SPEAK NOT: About that smart speaker your cousin gave your for the holidays — via researcher Matt Kunze:
“Once a hacker manages to connect their account to the Google Home speaker, they get access to the smart devices in the victim’s home. The bad actor could operate switches, play music, turn on and off appliances, and more. A hacker can also initiate a phone call via the smart home speaker, making it possible to record everything happening in the victim’s home. While in a phone call, the smart speaker’s lights turn blue, but if the victim is someone who doesn’t use this feature or isn’t well versed with Google Home’s options, they might just assume the speaker is updating or otherwise busy.”

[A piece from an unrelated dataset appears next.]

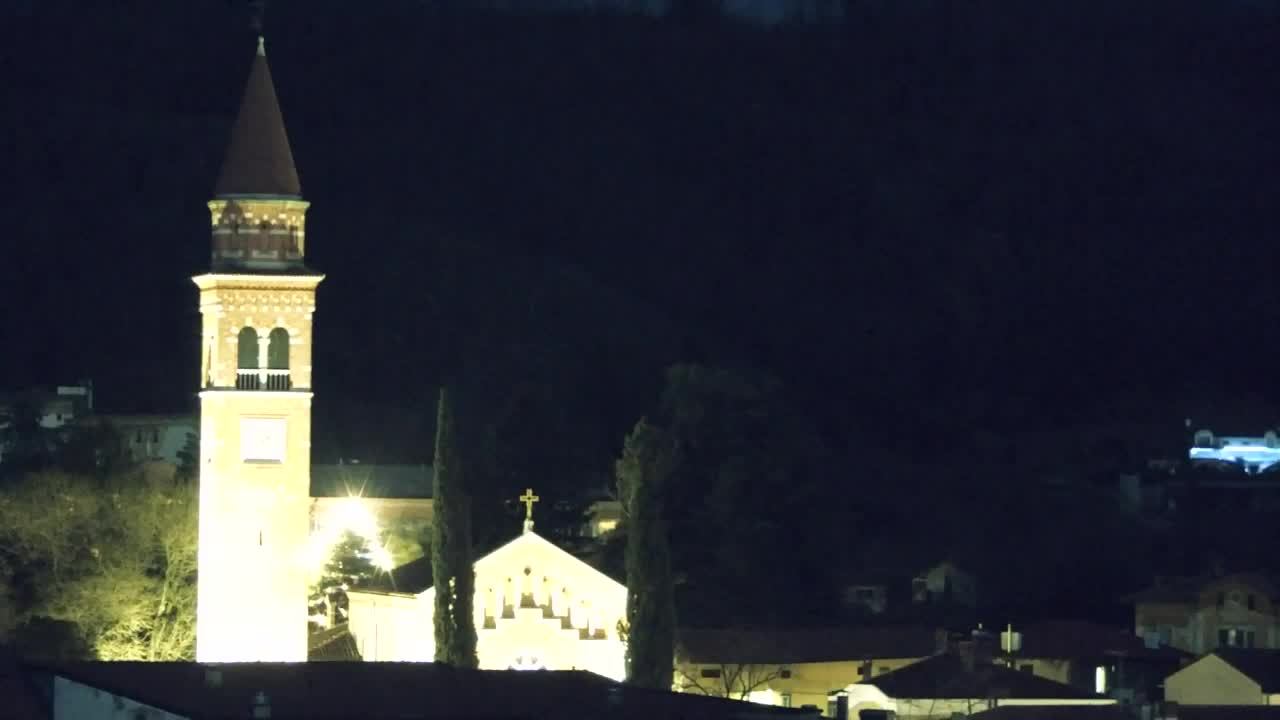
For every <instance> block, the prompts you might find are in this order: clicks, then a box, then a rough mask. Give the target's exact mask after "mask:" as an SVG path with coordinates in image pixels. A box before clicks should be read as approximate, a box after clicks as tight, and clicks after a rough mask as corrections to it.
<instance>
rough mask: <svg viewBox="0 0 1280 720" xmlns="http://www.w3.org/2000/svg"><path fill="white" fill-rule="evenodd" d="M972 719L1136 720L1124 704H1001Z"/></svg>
mask: <svg viewBox="0 0 1280 720" xmlns="http://www.w3.org/2000/svg"><path fill="white" fill-rule="evenodd" d="M969 717H970V719H972V720H1135V717H1138V716H1137V715H1134V712H1133V710H1132V708H1129V707H1125V706H1123V705H1001V706H997V707H993V708H991V710H983V711H980V712H974V714H973V715H970V716H969Z"/></svg>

BACK UP: Warren Ellis ponders always-on “memory prosthetics,” quoting Matt Webb:
“Sooner or later, every single conversation I have will be recorded and transcribed and I’ll be able to look back at it later – details from a phone call with the bank, in the hardware store asking a question, someone mentions a book at the pub, an idea in a workshop. Ignoring the societal consequences for a sec lol ahem… how should the app to manage all that chatter work?”
QUICK NOTES: BOW FLEX: The Musée Mécanique, here in San Francisco, where I live, has a thing called the Mills Bow-Front Violano Virtuoso, “a century-old self-playing device which performs duets on piano and violin.” (Thanks, Rich Pettus!)WHAT’S SHAKIN’?: All about EarSpy, an experiment in using motion sensors to tap into mobile phone conversations. ▰ WAX ON: A device called the Endpoint Cylinder and Dictabelt Machine has allowed fragile wax cylinders, over 100 years in age, to be digitized. (Thanks, Brian Biggs!)BOSS LEVEL: What is the greatest ever sound effect from a video game? ▰ DEVOTION COMMOTION: Reportedly there is faith-based sonic warfare happening in the Indian state of Andhra Pradesh through loud prayer. ▰ LATEST BUZZ: Perhaps the first instance of a mysterious hum in 2023 has been reported in the town of Hinckley in Leicestershire, England.